楽天グループは、日本企業としては珍しく**「自社でプラットフォームを作り、巨大な経済圏を回す」**という海外テック企業に近いモデルを築いた数少ない成功例です。特に金融(フィンテック)の領域では国内トップクラスの強さを誇っています。
ただ、世界や国内での「勝ち筋」と「限界」を整理すると、次のような現実があります。
楽天の圧倒的な強み
「楽天経済圏」の囲い込み力
楽天市場、楽天カード、楽天銀行、楽天証券を「楽天ポイント」で繋ぎ合わせ、ユーザーをグループ内で循環させる仕組みは日本随一の完成度です。
楽天銀行・楽天証券の収益力
店舗を持たないネット銀行・ネット証券として低コスト運営を徹底し、口座数や預金残高を爆発的に増やしてグループ全体の稼ぎ頭になっています。
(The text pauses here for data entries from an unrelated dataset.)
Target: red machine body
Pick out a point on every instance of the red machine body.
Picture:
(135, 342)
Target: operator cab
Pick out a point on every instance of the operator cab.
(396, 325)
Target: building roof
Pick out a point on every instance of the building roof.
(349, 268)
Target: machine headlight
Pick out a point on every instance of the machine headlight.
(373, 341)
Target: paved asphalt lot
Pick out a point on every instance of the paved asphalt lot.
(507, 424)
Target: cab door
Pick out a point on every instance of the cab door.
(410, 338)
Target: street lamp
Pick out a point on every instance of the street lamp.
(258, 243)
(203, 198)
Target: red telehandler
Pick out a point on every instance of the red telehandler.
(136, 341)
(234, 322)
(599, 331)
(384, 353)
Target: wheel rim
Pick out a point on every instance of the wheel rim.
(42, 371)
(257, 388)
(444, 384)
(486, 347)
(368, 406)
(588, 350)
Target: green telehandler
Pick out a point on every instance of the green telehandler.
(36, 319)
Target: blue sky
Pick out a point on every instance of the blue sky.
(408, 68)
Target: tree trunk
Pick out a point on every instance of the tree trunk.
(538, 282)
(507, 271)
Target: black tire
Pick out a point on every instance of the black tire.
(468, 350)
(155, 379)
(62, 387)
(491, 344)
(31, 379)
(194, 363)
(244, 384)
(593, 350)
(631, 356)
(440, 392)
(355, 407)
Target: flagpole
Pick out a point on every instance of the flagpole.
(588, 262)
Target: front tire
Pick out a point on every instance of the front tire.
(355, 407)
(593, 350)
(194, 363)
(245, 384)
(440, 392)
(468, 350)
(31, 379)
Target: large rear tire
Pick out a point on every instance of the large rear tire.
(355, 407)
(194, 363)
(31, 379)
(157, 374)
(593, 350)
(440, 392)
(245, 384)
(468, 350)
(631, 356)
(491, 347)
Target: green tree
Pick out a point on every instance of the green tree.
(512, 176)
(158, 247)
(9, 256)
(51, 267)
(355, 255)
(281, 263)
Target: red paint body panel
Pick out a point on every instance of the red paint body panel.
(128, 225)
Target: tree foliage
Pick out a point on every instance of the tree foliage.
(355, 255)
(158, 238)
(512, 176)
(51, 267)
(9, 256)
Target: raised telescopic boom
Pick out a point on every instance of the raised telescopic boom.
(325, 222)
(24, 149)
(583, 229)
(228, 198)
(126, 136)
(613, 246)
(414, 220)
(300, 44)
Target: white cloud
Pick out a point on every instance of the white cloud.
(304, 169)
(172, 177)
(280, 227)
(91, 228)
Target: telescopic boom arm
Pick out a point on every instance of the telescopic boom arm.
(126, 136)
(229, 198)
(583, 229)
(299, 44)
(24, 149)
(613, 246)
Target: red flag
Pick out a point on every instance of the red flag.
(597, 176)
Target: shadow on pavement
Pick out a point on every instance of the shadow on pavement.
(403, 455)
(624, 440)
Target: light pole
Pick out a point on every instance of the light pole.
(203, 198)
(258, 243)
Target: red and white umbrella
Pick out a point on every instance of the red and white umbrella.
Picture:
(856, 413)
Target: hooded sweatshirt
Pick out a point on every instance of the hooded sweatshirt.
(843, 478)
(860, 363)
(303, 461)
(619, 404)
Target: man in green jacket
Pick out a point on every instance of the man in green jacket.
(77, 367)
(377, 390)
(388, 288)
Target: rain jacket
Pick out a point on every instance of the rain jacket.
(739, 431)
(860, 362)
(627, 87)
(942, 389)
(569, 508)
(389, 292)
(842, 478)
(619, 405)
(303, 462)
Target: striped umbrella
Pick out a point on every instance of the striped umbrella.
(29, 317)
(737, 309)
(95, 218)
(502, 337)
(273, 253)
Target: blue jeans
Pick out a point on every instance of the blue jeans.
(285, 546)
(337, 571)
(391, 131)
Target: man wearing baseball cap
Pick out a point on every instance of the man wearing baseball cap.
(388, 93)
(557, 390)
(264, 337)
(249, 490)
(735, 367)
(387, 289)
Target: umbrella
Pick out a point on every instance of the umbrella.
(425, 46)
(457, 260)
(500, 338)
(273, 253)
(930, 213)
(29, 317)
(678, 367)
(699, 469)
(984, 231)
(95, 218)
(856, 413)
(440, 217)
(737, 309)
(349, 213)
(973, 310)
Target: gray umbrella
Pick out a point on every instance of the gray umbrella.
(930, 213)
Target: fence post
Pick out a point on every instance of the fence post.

世界初の完全仮想化ネイティブネットワーク(楽天シンフォニー)
楽天モバイルが自社開発した「基地局などの通信インフラをソフトウェアで制御する技術」は世界的に注目され、海外の通信会社へシステム自体を外販する挑戦を続けています。
直面している厳しい壁
モバイル事業の巨額赤字と基地局投資の重荷
携帯キャリアへの新規参入により数千億円規模の赤字を垂れ流し、銀行や証券の利益を食いつぶす形になったため、財務的に大きなリスクを抱えました。
あくまで「国内市場向け」のサービス
楽天証券や楽天銀行、楽天市場がいくら強くても、その収益基盤はほぼ100%「日本国内の個人」です。GoogleやAmazonのように世界中から外貨を稼ぎ出すプラットフォームにはなれていません。
金融やWebサービスの「国内完結型ビジネス」としては屈指の強さを誇るものの、**「世界市場で戦えるITの覇権企業になれるかどうか」**という点では、通信技術の外販(楽天シンフォニー)などごく一部の挑戦を除いて、依然として国内にとどまっているのが実情です。